Schaeffler will von Behinderten lernen

Der Konzern sichert sich ein besonderes Know-how der Paravan: Der Spezialfahrzeughersteller baut das weltweit erste digitale Steuerungssystem mit Straßenzulassung – und Millionen unfallfreien Kilometern

 
Foto: pr
 

Pfronstetten. Dass Menschen mit Handicap einmal eine führende Rolle in Sachen automobiler Zukunftstechnologie haben könnten? Daran würden wohl die wenigsten Menschen glauben. Doch genau so ist es: Die in Pfronstetten bei Reutlingen ansässige Firma Paravan hat den "Space Drive" entwickelt und inzwischen in der dritten Generation im Einsatz. Vereinfacht gesagt haben mit dieser drive-by-wire-Lösung Menschen mit einem Handicap die Möglichkeit, Fahrzeuge ganz ohne die üblichen Bedienelemente beispielsweise per Joystick zu fahren. 

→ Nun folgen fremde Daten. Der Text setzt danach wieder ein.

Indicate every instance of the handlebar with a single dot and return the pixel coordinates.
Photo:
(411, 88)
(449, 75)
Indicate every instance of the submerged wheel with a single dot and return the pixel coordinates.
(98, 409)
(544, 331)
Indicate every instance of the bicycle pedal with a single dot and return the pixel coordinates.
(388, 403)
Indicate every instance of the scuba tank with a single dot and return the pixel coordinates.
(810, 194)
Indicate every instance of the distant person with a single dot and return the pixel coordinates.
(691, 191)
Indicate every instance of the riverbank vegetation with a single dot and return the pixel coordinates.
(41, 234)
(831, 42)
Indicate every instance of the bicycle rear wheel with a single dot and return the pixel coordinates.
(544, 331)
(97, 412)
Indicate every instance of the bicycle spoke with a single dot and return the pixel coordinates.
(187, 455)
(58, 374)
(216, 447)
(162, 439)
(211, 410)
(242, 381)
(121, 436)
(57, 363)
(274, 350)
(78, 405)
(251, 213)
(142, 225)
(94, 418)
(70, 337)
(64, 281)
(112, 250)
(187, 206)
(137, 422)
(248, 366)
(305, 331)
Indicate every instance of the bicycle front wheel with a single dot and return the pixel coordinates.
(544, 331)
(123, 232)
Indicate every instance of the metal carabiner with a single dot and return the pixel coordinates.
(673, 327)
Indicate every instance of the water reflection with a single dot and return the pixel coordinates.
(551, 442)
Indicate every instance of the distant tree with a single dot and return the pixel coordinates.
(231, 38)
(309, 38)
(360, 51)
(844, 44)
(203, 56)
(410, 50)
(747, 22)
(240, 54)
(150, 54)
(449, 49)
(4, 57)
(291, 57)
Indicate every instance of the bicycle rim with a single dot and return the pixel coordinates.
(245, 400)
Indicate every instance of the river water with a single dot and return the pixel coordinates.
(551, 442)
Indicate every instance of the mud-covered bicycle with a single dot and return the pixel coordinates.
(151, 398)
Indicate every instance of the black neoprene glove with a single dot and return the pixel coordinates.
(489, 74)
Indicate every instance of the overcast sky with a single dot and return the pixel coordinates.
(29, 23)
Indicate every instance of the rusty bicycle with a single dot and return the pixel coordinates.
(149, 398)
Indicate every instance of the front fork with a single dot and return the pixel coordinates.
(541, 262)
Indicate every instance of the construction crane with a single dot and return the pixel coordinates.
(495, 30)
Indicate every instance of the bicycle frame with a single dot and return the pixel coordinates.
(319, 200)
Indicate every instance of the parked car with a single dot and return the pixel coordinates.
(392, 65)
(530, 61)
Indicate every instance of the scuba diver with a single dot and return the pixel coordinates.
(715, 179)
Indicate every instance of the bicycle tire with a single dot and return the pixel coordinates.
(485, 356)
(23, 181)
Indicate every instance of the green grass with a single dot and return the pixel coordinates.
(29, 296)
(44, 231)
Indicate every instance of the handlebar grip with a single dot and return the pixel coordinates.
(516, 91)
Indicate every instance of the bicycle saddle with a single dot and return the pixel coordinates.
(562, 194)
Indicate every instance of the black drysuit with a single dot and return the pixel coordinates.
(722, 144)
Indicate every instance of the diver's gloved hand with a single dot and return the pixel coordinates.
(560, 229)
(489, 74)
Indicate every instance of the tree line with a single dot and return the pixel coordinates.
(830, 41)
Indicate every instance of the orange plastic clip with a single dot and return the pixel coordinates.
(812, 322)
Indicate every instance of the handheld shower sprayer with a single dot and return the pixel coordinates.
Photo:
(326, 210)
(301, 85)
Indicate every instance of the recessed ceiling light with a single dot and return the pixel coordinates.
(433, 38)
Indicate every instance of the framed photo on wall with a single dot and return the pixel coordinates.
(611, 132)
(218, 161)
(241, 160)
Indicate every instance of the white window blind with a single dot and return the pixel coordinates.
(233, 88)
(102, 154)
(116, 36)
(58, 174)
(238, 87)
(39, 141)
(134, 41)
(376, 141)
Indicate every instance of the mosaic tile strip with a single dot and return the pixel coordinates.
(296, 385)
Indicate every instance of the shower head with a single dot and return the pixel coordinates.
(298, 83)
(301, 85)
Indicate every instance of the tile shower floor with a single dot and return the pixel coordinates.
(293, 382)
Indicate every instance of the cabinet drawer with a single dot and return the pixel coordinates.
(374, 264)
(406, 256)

Dieses nach Angaben von Paravan "intelligente, digitale und dreifach redundante Steuerungssystem" ist zudem das einzige mit einer weltweiten Straßenzulassung – und mehr als 500 Millionen gefahrenen Straßenkilometern in gut 7000 Fahrzeugen in den vergangenen 15 Jahren der Entwicklung. "Unfallfrei", wie man beim Unternehmen betont. 

Der Zulieferkonzern Schaeffler wird sich nun den Zugriff auf das System sichern und für den Einsatz bei autonom fahrenden Fahrzeugen nutzen. Wie das Unternehmen bekannt gab, habe man mit dem Paravan-Gründer Roland Arnold eine Grundsatzvereinbarung zur Gründung eines Joint-Ventures unterzeichnet. Schaeffler will 90 Prozent an dem neuen Unternehmen halten, wenn die Aufsichtsbehörden zustimmen. Über die Modalitäten wurde wie üblich Stillschweigen vereinbart.

"Für Schaeffler ist die getroffene Vereinbarung ein Meilenstein", kommentiert Peter Gutzmer, Vize-Vorstand der AG das Vorhaben: "Mit der Erwerb der erprobten Technologie erschießen wir der Gruppe eine Schlüsseltechnologie." Kurzum: Das neue Unternehmen werde "uns um Jahre beschleunigen". Paravan-Gründer Arnold sieht in dem Konzern "den idealen Partner, um die einzigartige Technologie weiterzuentwickeln, zu skalieren und zu industrialisieren". 

Paravan hat nämlich mit der Studie "Cloui" auch ein multifunktionales, autonom fahrendes Elektrofahrzeug in der Erprobung. In Ludwigsburg dreht das Fahrzeug bereits seine Testrunden. Schaeffler hat mit dem "Mover" eine ganz ähnliche Studie vorgestellt – also eine klassische Win-win-Situation. 

Arnold gründete Paravan 2005 mit dem Anspruch, Menschen mit Handicap durch Mobilität zu mehr Lebensqualität zu verhelfen. Inzwischen ist das Unternehmen einer der weltweit führenden Hersteller von behindertengerechten Fahrzeuglösungen. Paravan beschäftigt rund 180 Mitarbeiter und setzte 2016 25,8 Millionen Euro um. Seit 2015 hält der Würth-Konzern mit 51 Prozent die Mehrheit an Paravan.

Die Schaufler-Gruppe ist weltweit als Automobil- und Industriezulieferer gefragt. Die AG setzte im vergangenen Jahr mit mehr als 90.000 Mitarbeitern gut 14 Milliarden Euro um – und gilt damit als "weltweit größtes Familienunternehmen". 

Übrigens: Der Markt für kleine Multifunktionsfahrzeuge scheint überaus interessant zu sein. Vor wenigen Wochen erst hat der ZF-Konzern zusammen mit E.Go ebenfalls den Einstieg in das Segment beschlossen.